美國夏威夷州立法院對戴維斯起訴書

【DT翻譯組出品】

美國夏威夷州立法院

美利堅和眾國(原告) V.妮基馬利魯姆戴維斯(被告)

UNITED STATES OF AMERICA, vs. NICKIE MALI LUM DAVIS,

CR. NO. 20-00068 JAO

美國指控如下:

介紹

1. 始終跟此信息相關

2. 從2017年3月至2018年1月左右,DAVIS與A和B達成協議,擔任外籍人士A的代理人,換取外籍人士A相關國外賬戶發出的數百萬美元的未公開電匯。 DAVIS具體地同意了推動B遊說美國總統(下文稱總統),以及他的政府和美國司法部(DOJ)撤回對外籍人士A的調查,調查是關於他在從馬來西亞發展有限公司(1 Malaysia Development Berhad ,以下簡稱1MDB)挪用數十億美元中扮演的角色,該公司是由馬來西亞政府全資擁有的戰略投資和開發公司。作為他們工作的一部分,被告和B故意沒有向政府和司法部官員透露B是代表外籍人士A行事。最終,DAVIS和A和B未能成功撤回對1MDB的調查。

3. 在大致同一時期,DAVIS還與A和B達成協議,協助他們努力遊說美國政府和司法部,依照外籍人士A和中國官員A的要求,安排遣返居住在美國的中國人A,他是中國政府的異議人士。在這裡同樣的,DAVIS、A和B最終都沒能成功。

4. 為了保障外籍人士A的利益,DAVIS協助B推動馬來西亞總理A與美國總統在2017年9月的會晤,部分目的是允許馬來西亞總理A與總統就1MDB問題提出解決方案。

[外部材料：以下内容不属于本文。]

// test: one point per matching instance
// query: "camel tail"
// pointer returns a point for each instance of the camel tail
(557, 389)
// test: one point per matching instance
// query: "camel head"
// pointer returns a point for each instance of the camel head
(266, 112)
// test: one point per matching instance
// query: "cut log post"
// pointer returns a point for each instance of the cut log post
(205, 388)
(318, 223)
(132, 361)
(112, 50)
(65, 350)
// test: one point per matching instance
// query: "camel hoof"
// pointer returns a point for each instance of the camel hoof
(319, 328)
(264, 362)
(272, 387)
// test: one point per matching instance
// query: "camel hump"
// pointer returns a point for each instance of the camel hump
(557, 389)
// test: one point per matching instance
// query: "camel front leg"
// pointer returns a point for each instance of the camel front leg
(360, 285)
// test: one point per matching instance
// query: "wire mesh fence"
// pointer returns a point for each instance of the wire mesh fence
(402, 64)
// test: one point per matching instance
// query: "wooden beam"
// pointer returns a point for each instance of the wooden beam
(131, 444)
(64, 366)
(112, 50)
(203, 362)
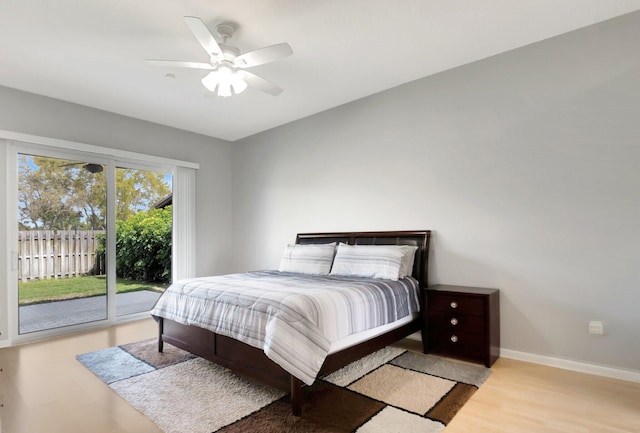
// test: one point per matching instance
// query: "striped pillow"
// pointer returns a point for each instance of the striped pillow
(372, 261)
(308, 259)
(406, 268)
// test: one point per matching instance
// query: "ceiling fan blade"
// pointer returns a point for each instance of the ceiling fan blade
(263, 55)
(203, 35)
(260, 83)
(179, 64)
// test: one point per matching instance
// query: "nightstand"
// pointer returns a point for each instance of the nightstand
(464, 322)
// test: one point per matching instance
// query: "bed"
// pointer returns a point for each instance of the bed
(269, 363)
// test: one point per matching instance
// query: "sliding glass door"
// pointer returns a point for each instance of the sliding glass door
(62, 226)
(144, 218)
(94, 239)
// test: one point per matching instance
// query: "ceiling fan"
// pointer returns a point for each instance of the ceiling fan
(227, 65)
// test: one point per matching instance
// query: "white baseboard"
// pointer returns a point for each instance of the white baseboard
(565, 364)
(581, 367)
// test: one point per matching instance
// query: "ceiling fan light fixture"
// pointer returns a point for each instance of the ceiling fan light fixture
(222, 80)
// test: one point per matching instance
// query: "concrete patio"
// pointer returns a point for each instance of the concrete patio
(57, 314)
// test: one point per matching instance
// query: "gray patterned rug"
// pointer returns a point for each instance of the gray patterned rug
(392, 390)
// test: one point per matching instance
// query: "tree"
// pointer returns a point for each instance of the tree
(56, 194)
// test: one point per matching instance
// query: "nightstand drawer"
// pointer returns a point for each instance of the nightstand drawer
(460, 342)
(464, 322)
(452, 321)
(456, 303)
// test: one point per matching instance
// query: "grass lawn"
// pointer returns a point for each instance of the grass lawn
(38, 291)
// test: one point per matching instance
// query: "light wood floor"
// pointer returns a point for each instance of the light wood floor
(44, 389)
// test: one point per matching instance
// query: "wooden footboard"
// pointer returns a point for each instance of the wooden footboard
(252, 362)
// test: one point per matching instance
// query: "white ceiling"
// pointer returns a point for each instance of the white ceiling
(92, 52)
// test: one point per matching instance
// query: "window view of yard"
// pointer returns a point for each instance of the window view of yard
(72, 288)
(62, 249)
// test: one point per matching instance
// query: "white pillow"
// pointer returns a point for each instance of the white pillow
(308, 258)
(372, 261)
(406, 268)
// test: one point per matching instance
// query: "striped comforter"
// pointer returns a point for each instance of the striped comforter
(294, 318)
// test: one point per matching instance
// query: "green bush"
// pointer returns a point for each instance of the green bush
(143, 246)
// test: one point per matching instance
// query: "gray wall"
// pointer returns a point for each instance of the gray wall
(525, 166)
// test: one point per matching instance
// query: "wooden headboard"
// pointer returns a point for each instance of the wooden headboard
(419, 238)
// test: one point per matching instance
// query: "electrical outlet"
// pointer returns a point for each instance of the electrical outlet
(596, 327)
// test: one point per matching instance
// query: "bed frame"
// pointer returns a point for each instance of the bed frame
(252, 362)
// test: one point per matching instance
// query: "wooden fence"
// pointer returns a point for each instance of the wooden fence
(45, 254)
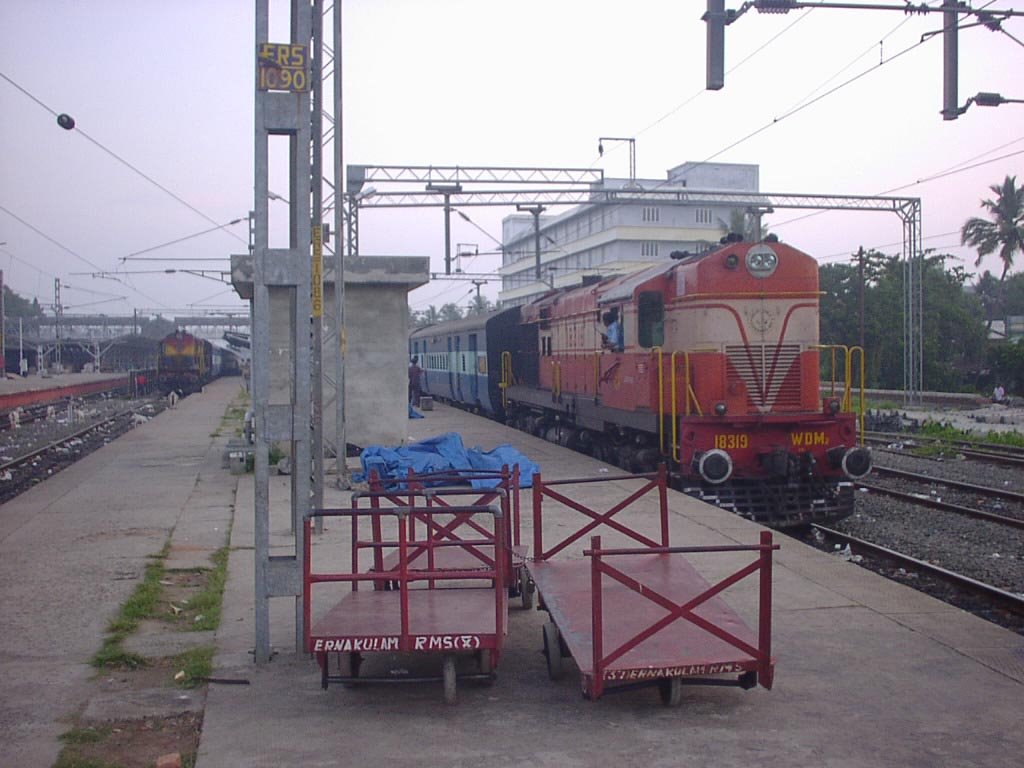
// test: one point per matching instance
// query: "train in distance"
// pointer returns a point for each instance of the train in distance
(186, 363)
(710, 363)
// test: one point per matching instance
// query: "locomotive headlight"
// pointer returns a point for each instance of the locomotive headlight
(714, 466)
(761, 261)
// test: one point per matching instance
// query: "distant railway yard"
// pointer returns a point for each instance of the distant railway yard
(955, 511)
(944, 515)
(50, 436)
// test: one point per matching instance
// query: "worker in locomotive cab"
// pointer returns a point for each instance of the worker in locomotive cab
(612, 337)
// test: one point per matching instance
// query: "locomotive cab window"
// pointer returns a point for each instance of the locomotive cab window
(650, 320)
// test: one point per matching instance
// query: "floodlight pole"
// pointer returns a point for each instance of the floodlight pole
(448, 190)
(537, 211)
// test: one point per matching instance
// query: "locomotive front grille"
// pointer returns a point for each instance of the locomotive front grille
(770, 374)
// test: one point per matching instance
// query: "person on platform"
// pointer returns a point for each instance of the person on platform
(613, 331)
(415, 383)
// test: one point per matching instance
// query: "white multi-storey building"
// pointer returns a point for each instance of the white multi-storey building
(609, 238)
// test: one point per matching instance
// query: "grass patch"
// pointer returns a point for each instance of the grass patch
(207, 603)
(235, 417)
(197, 664)
(85, 735)
(67, 760)
(141, 604)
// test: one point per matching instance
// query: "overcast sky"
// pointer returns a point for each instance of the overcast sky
(167, 87)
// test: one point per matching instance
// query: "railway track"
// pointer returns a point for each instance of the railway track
(995, 454)
(926, 497)
(992, 596)
(24, 471)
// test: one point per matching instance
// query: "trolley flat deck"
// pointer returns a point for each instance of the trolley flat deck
(439, 620)
(421, 607)
(424, 488)
(682, 648)
(644, 615)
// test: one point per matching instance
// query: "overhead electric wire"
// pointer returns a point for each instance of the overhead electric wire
(121, 160)
(953, 170)
(60, 245)
(182, 240)
(46, 237)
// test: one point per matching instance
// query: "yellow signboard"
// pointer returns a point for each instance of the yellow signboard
(317, 293)
(283, 67)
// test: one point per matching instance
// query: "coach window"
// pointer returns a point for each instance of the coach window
(650, 320)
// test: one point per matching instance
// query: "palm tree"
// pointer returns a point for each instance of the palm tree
(1006, 232)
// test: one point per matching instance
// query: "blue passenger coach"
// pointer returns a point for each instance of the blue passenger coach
(457, 358)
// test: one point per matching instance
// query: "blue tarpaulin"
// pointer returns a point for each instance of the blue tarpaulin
(441, 454)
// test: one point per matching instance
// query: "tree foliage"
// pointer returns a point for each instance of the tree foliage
(953, 325)
(18, 306)
(1005, 232)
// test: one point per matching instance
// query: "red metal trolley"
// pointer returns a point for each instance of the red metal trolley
(441, 489)
(423, 607)
(643, 615)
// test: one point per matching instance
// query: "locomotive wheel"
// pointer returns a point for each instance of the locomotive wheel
(552, 650)
(671, 691)
(448, 673)
(348, 665)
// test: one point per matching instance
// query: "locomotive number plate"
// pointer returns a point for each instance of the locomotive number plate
(731, 441)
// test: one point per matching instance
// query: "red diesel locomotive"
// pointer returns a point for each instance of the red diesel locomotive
(714, 367)
(185, 363)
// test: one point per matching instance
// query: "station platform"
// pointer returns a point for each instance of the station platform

5. DAVIS、A和B也在中國會見了中國官員A,並同意B在DAVIS的協助下,遊說美國政府當局將中國人A遣返回中國。 DAVIS,A和B的明確的目的就是為中國官員A提供與美國高級官員討論遣返中國人A的機會,他們也同意並儘力促成中國官員A在2017年5月訪美期間與司法部長和美國國土安全部(DHS)最高級別的領導人之間的會晤。

刑事法規禁止為外國委託人或外國政府作代理人

6.《外國代理人登記法》(FARA) 22美國法典§611及其後的條款,過去和現在均是一項披露法規,要求在美國作為“外國委託人的代理”行事的任何人在某些類型的活動中需要向司法部長登記,例如作為外國委託人的代理進行政治或公共關係的遊說等活動。此類登記是在司法部國家安全部的外國代理登記法部門(FARA)進行的。故意不註冊,並根據法律規定在提交給FARA的文件中做出虛假和誤導性陳述或重大遺漏,這是犯罪行為。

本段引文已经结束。